Wer in Österreich schon einmal etwas von einer Behörde wollte, weiß man sich dort nicht wie ein Rechteinhaber sondern zum Bittsteller degradiert fühlt. Grausam und stur brechen unsere Bürkoratie und ihre Paragraphenkomplizen alle Regeln der Vernunft. Stellt euch vor, wenn ihr diese Schikane mit einer psychischen Krankheit bewältigen müsst – etwa einer Depression oder einem Burnout-Syndrom. Denkt euch noch politischen Druck auf die Beamten dazu, bei genau eurer Sozialleistung noch das Alzerl strenger zu sein – und die Drohung, die Herr Kopf den Staat sprechen lassen möchte: Dass ihr, wenn ihr Recht bekommt, künftig vielleicht nicht mehr so einfach einkaufen, eure Enkelkinder besuchen, zum Tratsch ins Kaffeehaus oder zur Behandlung beim Psychotherapeuten fahren könnt.

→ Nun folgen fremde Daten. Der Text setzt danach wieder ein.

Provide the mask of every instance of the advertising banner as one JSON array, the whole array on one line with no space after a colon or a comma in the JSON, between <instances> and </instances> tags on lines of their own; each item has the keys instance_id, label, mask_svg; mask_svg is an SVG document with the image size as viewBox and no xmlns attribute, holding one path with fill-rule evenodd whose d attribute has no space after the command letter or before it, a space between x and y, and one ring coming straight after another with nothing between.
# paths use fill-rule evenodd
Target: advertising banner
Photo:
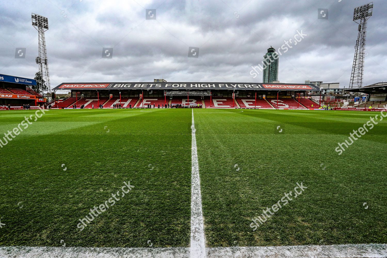
<instances>
[{"instance_id":1,"label":"advertising banner","mask_svg":"<svg viewBox=\"0 0 387 258\"><path fill-rule=\"evenodd\" d=\"M16 77L6 74L0 74L0 82L12 82L26 85L36 85L36 81L33 79L28 79L22 77Z\"/></svg>"},{"instance_id":2,"label":"advertising banner","mask_svg":"<svg viewBox=\"0 0 387 258\"><path fill-rule=\"evenodd\" d=\"M197 89L203 90L276 90L312 91L320 89L313 84L260 84L233 82L86 82L64 83L55 87L54 90L72 89L168 89L179 91Z\"/></svg>"},{"instance_id":3,"label":"advertising banner","mask_svg":"<svg viewBox=\"0 0 387 258\"><path fill-rule=\"evenodd\" d=\"M24 94L0 94L0 98L2 99L35 99L35 95L26 95Z\"/></svg>"}]
</instances>

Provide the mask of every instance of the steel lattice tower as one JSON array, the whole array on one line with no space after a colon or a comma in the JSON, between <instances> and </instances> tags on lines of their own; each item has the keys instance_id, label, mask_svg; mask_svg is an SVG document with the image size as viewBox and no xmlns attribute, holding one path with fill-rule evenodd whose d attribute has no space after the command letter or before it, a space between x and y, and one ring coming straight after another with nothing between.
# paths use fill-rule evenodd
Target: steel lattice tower
<instances>
[{"instance_id":1,"label":"steel lattice tower","mask_svg":"<svg viewBox=\"0 0 387 258\"><path fill-rule=\"evenodd\" d=\"M373 2L372 2L355 8L353 11L353 21L359 24L359 34L355 46L355 56L353 58L352 72L349 82L350 88L360 88L363 85L367 20L372 15L373 7ZM358 22L356 21L358 20L360 20Z\"/></svg>"},{"instance_id":2,"label":"steel lattice tower","mask_svg":"<svg viewBox=\"0 0 387 258\"><path fill-rule=\"evenodd\" d=\"M46 48L46 39L45 31L48 29L48 20L46 17L33 13L32 26L38 31L39 39L39 55L36 59L36 63L39 66L39 72L45 82L46 87L43 85L41 89L42 94L45 91L49 92L51 90L50 86L50 74L48 73L48 62L47 60L47 50Z\"/></svg>"}]
</instances>

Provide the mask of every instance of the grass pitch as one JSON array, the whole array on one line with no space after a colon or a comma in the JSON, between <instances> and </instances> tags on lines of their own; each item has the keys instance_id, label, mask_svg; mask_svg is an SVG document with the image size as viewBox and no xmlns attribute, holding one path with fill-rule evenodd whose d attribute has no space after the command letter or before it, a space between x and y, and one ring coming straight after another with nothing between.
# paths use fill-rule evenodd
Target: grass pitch
<instances>
[{"instance_id":1,"label":"grass pitch","mask_svg":"<svg viewBox=\"0 0 387 258\"><path fill-rule=\"evenodd\" d=\"M49 111L0 149L0 245L188 246L192 111ZM194 110L207 246L387 243L387 123L335 151L378 112L241 111ZM0 132L34 113L1 111ZM124 181L134 189L80 231Z\"/></svg>"}]
</instances>

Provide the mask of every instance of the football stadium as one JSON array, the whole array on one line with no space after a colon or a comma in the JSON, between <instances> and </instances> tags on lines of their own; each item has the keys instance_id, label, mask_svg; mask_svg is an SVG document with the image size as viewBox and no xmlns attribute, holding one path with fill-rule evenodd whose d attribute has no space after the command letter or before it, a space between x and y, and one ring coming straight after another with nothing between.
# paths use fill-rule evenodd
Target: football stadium
<instances>
[{"instance_id":1,"label":"football stadium","mask_svg":"<svg viewBox=\"0 0 387 258\"><path fill-rule=\"evenodd\" d=\"M257 82L50 86L31 17L39 72L0 74L0 257L387 257L387 83L354 62L332 94L272 60Z\"/></svg>"}]
</instances>

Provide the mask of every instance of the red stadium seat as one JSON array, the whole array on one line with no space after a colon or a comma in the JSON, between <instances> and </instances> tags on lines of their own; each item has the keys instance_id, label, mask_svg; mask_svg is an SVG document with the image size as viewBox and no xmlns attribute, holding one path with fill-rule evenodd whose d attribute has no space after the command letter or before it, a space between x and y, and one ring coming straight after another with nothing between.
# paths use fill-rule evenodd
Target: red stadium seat
<instances>
[{"instance_id":1,"label":"red stadium seat","mask_svg":"<svg viewBox=\"0 0 387 258\"><path fill-rule=\"evenodd\" d=\"M273 109L270 103L264 99L257 98L257 106L255 106L255 98L237 97L236 101L242 108L266 108Z\"/></svg>"}]
</instances>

Ich schlage vor, wir stellen uns vorher – zur Sicherheit – einen Moment lang die Frage, ob der Anstieg der Anträge tatsächlich so viel mit dem Missbrauch zu tun hat. Könnte ja sein, dass einfach mehr Menschen den Antrag zu stellen wagen, weil man früher über psychische Probleme noch weniger reden konnte. Oder dass der erhöhte wirtschaftliche Druck mehr Leute über ihre psychischen Grenzen treibt. Oder dass irgendetwas anderes los ist. Nennt mich pedantisch, aber ich würde das gerne wissen, bevor ich Kranke mit neuen Schikanen belästige.

PS: Schon jetzt wird nur ein Drittel der Anträge auf Invaliditätspension wegen psychischer Erkrankung anerkannt. Die Kriterien dürften also bereits nicht allzu durchlässig sein.